The Tunnel comes across as an intensely personal meditation on the subject of depression. It's intriguing, but the closed off demeanor of the protagonist means that the other characters in the narrative remain more or less ciphers, and though we are invited to fill in the blanks from our own imagination, we're not given much incentive to do so. As a player, there isn't a lot to do, and my feeling is that this story would have worked just as well as static fiction. The multimedia effects add interest but the text sometimes faded off slightly too quickly forcing me to refresh the page in order to finish reading.
So far as I can tell, this gory tale, centred around the programmers behind 'DOOM' isn't interactive at all. There's something that looks like a parser, but it doesn't seem to make any difference what you type. The story is amusing enough, more so if you're a fan of 'DOOM'.
Circumstances outside your control force you to move to a different part of a city again and again, as described in a panoply of randomly generated passages. It's not much fun, but as a satire on gentrification and urban displacement it's quite effective.
The most frightening of the Ectocomp 2014 games that I've played so far, Lime Ergot creates a genuinely unsettling atmosphere for all the beauty of its tropical setting. The game's main NPC, the General, doesn't do or say much but she nonetheless exerts a terrifying power.
A lot of good quality writing has gone into this fast and funny Ectocomp entry. It's highly amusing and well worth playing, even if your actions don't have much influence on the outcome of the story.
A creepy bit of body horror from the author of last year's equally disturbing Boogle. A parasite of some sort must complete a number of biological processes in the right order to hatch from its human host. I was pretty determined to beat this game but eventually my patience was spent, and I didn't choose another.
On receipt of the news that tonight is the night on which you will die, your reaction is one of stoical acceptance. All that remains is to choose the manner of your demise...
This is the funniest Ectocomp entry I've played this year. The player-character's final words made me laugh out loud more than once. It's just a shame it's unfinished. Post-comp release?
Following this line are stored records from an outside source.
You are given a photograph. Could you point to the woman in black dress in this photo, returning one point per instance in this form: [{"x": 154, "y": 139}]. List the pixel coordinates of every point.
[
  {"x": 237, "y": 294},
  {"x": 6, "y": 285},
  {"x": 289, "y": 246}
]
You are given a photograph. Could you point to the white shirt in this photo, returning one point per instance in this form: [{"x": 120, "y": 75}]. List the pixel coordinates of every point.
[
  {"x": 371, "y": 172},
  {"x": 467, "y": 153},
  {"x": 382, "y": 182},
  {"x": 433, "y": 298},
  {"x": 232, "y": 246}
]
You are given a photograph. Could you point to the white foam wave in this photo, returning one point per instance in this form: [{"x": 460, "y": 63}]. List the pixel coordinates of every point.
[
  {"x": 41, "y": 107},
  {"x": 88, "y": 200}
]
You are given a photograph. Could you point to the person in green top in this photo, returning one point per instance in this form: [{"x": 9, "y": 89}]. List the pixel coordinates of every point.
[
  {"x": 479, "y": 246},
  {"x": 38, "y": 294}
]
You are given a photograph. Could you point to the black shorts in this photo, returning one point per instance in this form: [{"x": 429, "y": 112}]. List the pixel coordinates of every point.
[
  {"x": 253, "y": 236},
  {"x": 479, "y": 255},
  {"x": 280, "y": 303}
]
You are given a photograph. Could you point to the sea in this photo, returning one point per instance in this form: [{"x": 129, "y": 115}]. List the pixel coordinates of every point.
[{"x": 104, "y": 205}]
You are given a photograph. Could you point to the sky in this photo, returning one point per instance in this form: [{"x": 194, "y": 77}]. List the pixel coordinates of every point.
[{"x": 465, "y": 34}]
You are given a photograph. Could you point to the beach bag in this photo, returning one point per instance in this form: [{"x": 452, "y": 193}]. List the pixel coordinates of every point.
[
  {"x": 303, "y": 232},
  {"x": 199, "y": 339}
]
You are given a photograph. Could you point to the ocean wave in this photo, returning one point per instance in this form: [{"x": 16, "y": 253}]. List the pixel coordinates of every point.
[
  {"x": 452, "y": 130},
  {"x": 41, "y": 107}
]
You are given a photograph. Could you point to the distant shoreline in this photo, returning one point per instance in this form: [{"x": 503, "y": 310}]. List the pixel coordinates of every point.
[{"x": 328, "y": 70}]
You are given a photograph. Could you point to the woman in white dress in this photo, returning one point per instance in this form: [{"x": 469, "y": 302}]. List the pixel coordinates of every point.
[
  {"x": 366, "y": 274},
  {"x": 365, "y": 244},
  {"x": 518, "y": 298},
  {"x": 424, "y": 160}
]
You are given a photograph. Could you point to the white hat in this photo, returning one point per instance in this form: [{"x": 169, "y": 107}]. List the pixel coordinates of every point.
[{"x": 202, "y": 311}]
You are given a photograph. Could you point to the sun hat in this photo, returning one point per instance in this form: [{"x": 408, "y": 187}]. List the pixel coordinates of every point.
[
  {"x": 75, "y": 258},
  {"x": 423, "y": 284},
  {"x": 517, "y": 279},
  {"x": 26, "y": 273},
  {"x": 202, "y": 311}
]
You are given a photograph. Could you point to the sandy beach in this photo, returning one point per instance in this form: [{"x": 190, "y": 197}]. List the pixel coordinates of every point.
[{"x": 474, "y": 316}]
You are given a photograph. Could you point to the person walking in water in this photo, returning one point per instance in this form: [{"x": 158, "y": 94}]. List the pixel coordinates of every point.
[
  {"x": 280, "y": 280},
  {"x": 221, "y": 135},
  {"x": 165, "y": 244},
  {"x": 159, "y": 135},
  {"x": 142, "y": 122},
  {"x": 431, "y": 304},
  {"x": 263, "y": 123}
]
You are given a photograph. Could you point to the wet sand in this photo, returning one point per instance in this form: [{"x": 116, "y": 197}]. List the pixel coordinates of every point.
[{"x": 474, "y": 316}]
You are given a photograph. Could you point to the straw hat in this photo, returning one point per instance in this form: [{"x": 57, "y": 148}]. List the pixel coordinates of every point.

There are a lot of interesting ideas here; perhaps too many for a three-hour game, since most of them remain rather undeveloped. Some typos and a missing passage suggests the author ran clean out of time, but I'd be intrigued to see a post-comp release.
Being English I've never actually been trick-or-treating, it wasn't a thing here when I was a boy, so this simulator is the nearest I'll get to 'the most important part of Halloween' - counting the candy. It's fun for a few minutes, but could have done with a bit more variety - and maybe a few surprises.
An enjoyably silly game peppered with David Whyld's arch humour. It might have been better without the apartment prelude; the fun really starts outside in the forest.
A lovely, creepy Lovecraftian tale with some great alternative endings. Quite an achievement for three hours' work!